Edinburgh İskoç kültürünün en önemli şehri ve çok sayıda yazara, filozofa ev sahipliği yapmış bir yer. İlginç bir coğrafyası var, şehrin eski kısmı ile yeni kısmı birbirine paralel uzanan iki tepelik alana kurulmuş ve aradaki vadide ise geniş bir demiryolu bulunuyor. Edinburgh’u gezmek ise oldukça kolay, kentteki iki ana arter olan Royal Mile ve Princes Street üzerinden her yere ulaşabiliyorsunuz.
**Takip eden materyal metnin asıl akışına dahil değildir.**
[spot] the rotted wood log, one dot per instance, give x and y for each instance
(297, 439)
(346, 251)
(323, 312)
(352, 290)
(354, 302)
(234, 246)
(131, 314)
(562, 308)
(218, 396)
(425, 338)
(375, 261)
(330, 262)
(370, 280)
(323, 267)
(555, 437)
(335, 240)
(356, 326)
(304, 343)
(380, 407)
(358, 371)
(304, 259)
İngiltere Kraliyet ailesinin 16.yüzyıldan beri kullandığı bir saray Holyrood Sarayı. İngiltere kraliçesinin yaz aylarında törenler düzenlediği söyleniyor. Saray, yalnızca kraliyet ailesi tarafından kullanılması ile değil İskoçya Kraliçesi Mary Stuart’ın esir tutulduğu kulesi ile de ünlü.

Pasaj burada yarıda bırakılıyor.